Dispersi sul monte Cucco: recuperati nella notte dal Soccorso alpino speleologico

«Non adeguatamente equipaggiati, privi di acqua, cibo, torce e con i telefoni cellulari scarichi»

PERUGIA – Alle 3 di domenica notte i volontari del Soccorso Alpino e speleologico dell’Umbria (Sasu) hanno recuperato, insieme ai colleghi marchigiani, due escursionisti cinquantenni dispersi sul monte Cucco.
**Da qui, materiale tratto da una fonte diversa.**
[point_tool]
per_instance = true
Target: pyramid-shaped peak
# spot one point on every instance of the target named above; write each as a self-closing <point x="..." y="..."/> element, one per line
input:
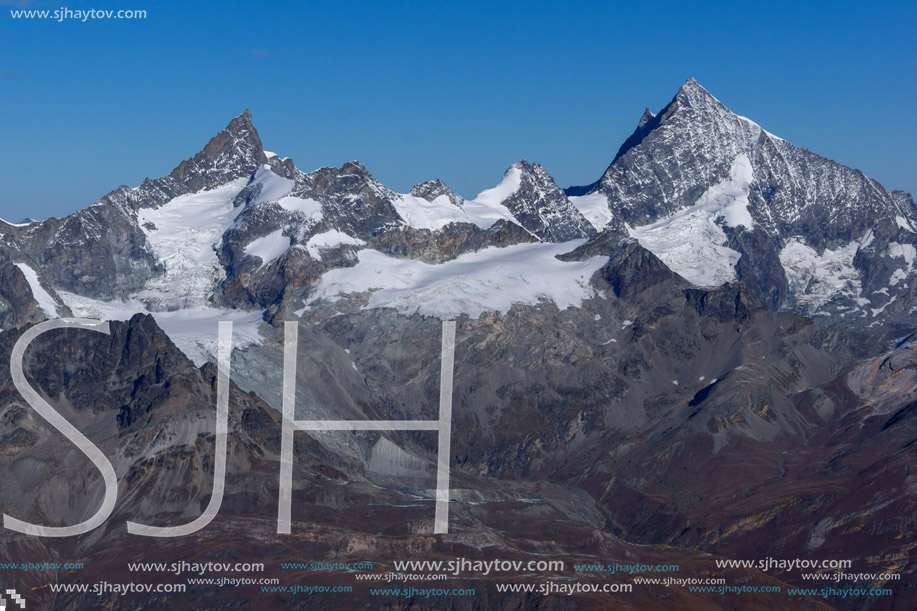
<point x="693" y="95"/>
<point x="235" y="152"/>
I due uomini, uno marchigiano l’altro altoatesino, provenienti da Senigallia, erano partiti in mattinata per un’escursione a Pian Macinare, e in assenza di loro notizie, arrivata la sera, i familiari hanno lanciato l’allarme. Prima i carabinieri, poi il Soccorso alpino marchigiano, quindi il Sasu, con due squadre di tecnici, per indirizzare le ricerche nelle aree prive di segnale telefonico: una impegnata nella ricerca dell’automobile dei due escursionisti, sulla strada che da Pascelupo sale all’Eremo di San Girolamo; l’altra a setacciare l’area di Pian delle Macinare.

Ed è proprio qui che i soccorritori hanno trovato i dispersi, all’interno di una tenda lasciata montata da persone del posto. «I due uomini sono stati trovati in buone condizioni ma provati – comunica il Sasu -: attardatisi nella escursione, giunta la notte, non adeguatamente equipaggiati, privi di acqua, cibo e di torce, hanno perso i riferimenti e, scaricatisi anche i telefoni, si sono rifugiati nella tenda.
I tecnici del Sasu hanno tranquillizzato i due uomini, rifocillati e trasportati alla loro automobile».